As a youngster, I would get home from School, get changed and go out to play with my pals.
Now I'm older, I get home from work, get changed and go out to play with my pals, but now I call it training.

Tuesday, April 12, 2011

Painting fences

Every one of my 13 (it may be 14) marathons has been preceded the weekend before with a 10 mile run. I recall that in 2004 this was a 64 minute run. Last weekend it took me 67:20. Presuming the effort was similar (steady away - never hard but certainly not just jogging) then it might be reasonable to suggest I will run the marathon 8 to 10 minutes slower than my debut year, which would give me about 2:45.

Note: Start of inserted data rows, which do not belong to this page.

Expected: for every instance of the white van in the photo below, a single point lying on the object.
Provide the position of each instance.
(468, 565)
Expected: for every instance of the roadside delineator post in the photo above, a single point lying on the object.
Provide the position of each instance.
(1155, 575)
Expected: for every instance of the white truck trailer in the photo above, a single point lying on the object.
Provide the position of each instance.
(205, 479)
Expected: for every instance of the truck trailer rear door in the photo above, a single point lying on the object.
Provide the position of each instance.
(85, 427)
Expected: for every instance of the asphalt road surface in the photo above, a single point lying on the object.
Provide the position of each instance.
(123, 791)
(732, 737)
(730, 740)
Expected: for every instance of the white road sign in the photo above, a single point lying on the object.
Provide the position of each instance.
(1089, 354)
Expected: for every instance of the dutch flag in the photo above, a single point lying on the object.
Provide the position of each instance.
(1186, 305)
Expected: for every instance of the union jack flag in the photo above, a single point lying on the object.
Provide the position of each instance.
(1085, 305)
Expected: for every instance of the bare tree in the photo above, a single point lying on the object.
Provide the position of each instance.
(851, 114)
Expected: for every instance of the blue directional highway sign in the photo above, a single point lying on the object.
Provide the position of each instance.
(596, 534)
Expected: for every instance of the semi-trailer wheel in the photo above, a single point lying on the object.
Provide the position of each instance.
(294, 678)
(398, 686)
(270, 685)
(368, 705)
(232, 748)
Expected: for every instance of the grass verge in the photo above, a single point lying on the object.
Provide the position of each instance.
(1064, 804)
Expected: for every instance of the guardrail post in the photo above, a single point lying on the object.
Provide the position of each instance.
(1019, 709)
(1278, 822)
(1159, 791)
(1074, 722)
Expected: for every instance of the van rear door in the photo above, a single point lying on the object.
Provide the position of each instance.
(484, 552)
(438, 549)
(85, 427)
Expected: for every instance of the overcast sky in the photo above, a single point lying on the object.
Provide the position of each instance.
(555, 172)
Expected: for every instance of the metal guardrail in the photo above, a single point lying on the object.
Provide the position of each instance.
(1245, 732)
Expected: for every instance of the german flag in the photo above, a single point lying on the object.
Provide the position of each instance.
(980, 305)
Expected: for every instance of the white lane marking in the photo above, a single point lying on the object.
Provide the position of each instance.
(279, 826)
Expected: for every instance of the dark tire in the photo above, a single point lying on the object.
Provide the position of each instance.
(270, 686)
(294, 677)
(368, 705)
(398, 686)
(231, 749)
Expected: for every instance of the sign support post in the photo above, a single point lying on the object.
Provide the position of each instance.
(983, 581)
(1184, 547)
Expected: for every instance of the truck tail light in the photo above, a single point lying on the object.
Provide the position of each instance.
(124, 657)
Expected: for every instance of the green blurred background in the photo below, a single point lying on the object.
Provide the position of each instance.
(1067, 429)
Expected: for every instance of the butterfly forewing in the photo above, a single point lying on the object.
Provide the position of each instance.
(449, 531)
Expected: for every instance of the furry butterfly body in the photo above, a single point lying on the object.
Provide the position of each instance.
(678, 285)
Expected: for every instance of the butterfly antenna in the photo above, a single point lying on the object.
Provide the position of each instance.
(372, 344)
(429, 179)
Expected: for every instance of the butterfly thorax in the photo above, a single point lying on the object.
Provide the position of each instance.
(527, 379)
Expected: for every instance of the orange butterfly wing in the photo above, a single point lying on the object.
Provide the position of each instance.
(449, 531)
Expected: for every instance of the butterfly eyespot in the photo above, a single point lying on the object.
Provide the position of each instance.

Looking at it another way though - last years one week to go ten miler was 66:30 which might suggest I'll run 3 minutes slower this year over over the 26.2 -which would be about 2:50.

Back to the positive side and I feel I have prepared better for this marathon in terms of the pace runs I have completed (an 18, a 15, a 16 and several of 12-14 miles), than I did in 2010 when I remember doing a 14, missing the 16, then sticking to the schedule and doing another 14. So if this pays dividends then I might not suffer so much at the latter half of the marathon and come in ahead of target.

But what is the target?


Well, the pace runs were all completed at 6:25 pace so in theory I should stake my claim on a 2:48. Thing is I wouldn't be so very chuffed with 2:48 to be honest.

2:47:12 would be OK as it would mean a year older and a second faster, (or 0.038 seconds per mile faster), which if I could repeat annually until I am 102 will see me run 2:46:12 in the year 2071. I wouldn't really want to do that though as I reckon the course will have changed by then so the time comparison would be meaningless.

Inside 2:40 is too unlikely to even consider and over 2:49:59 would be more than a little disappointing
So lets just say I would like to run the marathon next weekend in 2 hours and forty SOMETHING minutes.

Until then I shall continue to jog round the parks and riverside trails after work and paint the fence in the newly discovered spare time before tea.